Le 8 avril 1962, six jours avant son soixante-dixième anniversaire, le matador Juan Belmonte s'est donné la mort dans sa propriété d'Utrera, près de Séville.
Il avait cessé de toréer en public depuis 1936 et les images cinématographiques qui ont été conservées de ses faenas sont rares et donnent une idée imprécise de sa façon de toréer. Peu nombreux sont les terriens actuellement en vie à l'avoir vu dans une arène. Et encore moins nombreux ceux qui s'en souviennent et sont capables de le raconter. Tout ça n'empêche absolument pas les toreros, les critiques spécialisés et les aficionados plus ou moins avertis de parler de son style. On décrit couramment un molinete comme belmontista , on trouve volontiers que tel ou tel torero donne les demi-véroniques comme Juan Belmonte en personne. On parle de la révolución belmontista comme si on l'avait vécue soi-même.
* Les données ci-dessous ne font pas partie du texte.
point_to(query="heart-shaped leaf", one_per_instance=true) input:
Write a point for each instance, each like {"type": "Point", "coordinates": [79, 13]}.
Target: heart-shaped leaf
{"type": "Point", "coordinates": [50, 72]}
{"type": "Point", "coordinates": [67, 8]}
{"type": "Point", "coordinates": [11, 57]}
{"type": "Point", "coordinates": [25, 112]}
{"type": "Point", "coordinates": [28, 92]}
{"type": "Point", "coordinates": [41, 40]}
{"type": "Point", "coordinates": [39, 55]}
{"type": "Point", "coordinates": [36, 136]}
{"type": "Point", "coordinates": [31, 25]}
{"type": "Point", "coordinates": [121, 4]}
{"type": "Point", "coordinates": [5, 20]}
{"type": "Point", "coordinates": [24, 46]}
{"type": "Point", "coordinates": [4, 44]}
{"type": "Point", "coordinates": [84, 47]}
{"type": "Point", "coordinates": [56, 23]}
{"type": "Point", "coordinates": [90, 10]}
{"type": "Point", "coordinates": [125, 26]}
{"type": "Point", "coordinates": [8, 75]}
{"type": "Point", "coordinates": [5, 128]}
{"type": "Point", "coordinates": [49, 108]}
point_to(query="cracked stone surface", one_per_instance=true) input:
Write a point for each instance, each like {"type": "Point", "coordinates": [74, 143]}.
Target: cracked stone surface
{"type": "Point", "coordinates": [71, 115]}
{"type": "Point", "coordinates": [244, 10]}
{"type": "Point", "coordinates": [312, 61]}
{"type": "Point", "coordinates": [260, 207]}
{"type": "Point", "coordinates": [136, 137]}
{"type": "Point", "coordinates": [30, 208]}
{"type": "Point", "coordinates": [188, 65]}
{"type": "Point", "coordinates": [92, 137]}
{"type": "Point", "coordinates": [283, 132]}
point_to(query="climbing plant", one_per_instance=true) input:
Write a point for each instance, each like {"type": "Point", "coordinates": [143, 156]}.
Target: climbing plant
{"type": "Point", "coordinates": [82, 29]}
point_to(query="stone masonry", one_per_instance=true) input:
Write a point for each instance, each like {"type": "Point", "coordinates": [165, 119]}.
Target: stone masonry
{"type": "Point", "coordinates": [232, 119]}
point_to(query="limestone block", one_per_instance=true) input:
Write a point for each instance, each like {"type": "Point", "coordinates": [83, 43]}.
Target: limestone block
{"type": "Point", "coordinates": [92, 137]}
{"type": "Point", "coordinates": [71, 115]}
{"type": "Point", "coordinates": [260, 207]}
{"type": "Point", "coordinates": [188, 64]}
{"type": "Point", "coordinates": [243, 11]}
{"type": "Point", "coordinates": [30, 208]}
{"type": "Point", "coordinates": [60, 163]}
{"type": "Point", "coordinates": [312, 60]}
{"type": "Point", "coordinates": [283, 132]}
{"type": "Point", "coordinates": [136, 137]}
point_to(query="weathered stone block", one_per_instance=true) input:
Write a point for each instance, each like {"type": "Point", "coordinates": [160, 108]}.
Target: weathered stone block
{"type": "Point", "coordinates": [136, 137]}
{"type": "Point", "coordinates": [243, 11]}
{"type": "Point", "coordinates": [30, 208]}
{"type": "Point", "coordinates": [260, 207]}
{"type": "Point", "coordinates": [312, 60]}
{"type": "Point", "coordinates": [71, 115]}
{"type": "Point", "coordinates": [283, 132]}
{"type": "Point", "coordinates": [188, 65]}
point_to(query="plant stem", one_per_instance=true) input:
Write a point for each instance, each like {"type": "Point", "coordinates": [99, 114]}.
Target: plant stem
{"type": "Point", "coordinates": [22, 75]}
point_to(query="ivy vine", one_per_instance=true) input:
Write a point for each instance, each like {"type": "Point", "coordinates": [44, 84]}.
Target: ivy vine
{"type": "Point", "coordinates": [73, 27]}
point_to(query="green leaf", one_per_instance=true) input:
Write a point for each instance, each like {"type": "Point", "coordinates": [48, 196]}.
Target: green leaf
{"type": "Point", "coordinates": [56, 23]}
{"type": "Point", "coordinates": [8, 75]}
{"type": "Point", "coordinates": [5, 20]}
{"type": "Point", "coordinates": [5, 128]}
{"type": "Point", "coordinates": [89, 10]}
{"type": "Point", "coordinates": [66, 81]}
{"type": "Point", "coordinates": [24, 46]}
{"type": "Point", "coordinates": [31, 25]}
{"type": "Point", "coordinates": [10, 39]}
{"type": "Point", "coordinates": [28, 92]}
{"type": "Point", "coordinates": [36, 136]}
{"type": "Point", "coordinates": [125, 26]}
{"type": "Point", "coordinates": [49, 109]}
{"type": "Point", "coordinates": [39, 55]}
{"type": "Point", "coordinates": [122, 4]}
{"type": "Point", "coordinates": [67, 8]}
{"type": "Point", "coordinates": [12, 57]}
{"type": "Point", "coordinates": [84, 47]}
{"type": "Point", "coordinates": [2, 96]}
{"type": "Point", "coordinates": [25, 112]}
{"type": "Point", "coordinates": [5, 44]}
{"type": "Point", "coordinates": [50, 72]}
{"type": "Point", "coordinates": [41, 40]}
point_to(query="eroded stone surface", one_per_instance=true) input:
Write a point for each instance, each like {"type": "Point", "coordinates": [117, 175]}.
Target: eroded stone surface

C'est que ce torero a de toute évidence marqué durablement l'histoire de son art. La tauromachie, domaine de la transmission d'une génération à l'autre, n'a jamais cessé de lui rendre hommage.
Mais il y a une autre raison : la littérature. Juan Belmonte fréquentait les intellectuels de son temps. Pas pour la frime. Ou pas seulement : il adorait les livres. Et c'est un magnifique journaliste écrivain, Manuel Chaves Nogales, qui a rédigé sa biographie. Juan Belmonte matador de toros, reste à ce jour le meilleur livre jamais écrit sur un torero. Le mieux informé, le plus drôle, le plus poignant.
Ce texte a été publié en français par les édtions Verdier dans une traduction d'Antoine Martin.
Voici un tout petit bout du début du livre. Il est question de la rue Feria où est né Belmonte. Au moment où la feria de Séville s'apprête à illuminer son gigantesque portail enguirlandé, il est spécialement savoureux de relire ce passage.
Les Sévillans, vaniteux, savent l’importance d’être né dans la Grand-rue de la Feria. C’est aussi décisif que d’avoir vu le jour dans l’Attique ou au milieu des Barbares. Les Sévillans ne veulent pas admettre qu’il y a quinze ou vingt rues – pas plus – de par le monde, où l’on peut naître aussi bien que dans la Grand-rue de la Feria. On les trouve à Paris autour des Halles, dans quatre ou cinq villes d’Italie, surtout à Naples, et encore à Moscou, du côté du marché de Smolensk. Quinze ou vingt rues de par le vaste monde, ça, les Sévillans ne veulent pas le croire.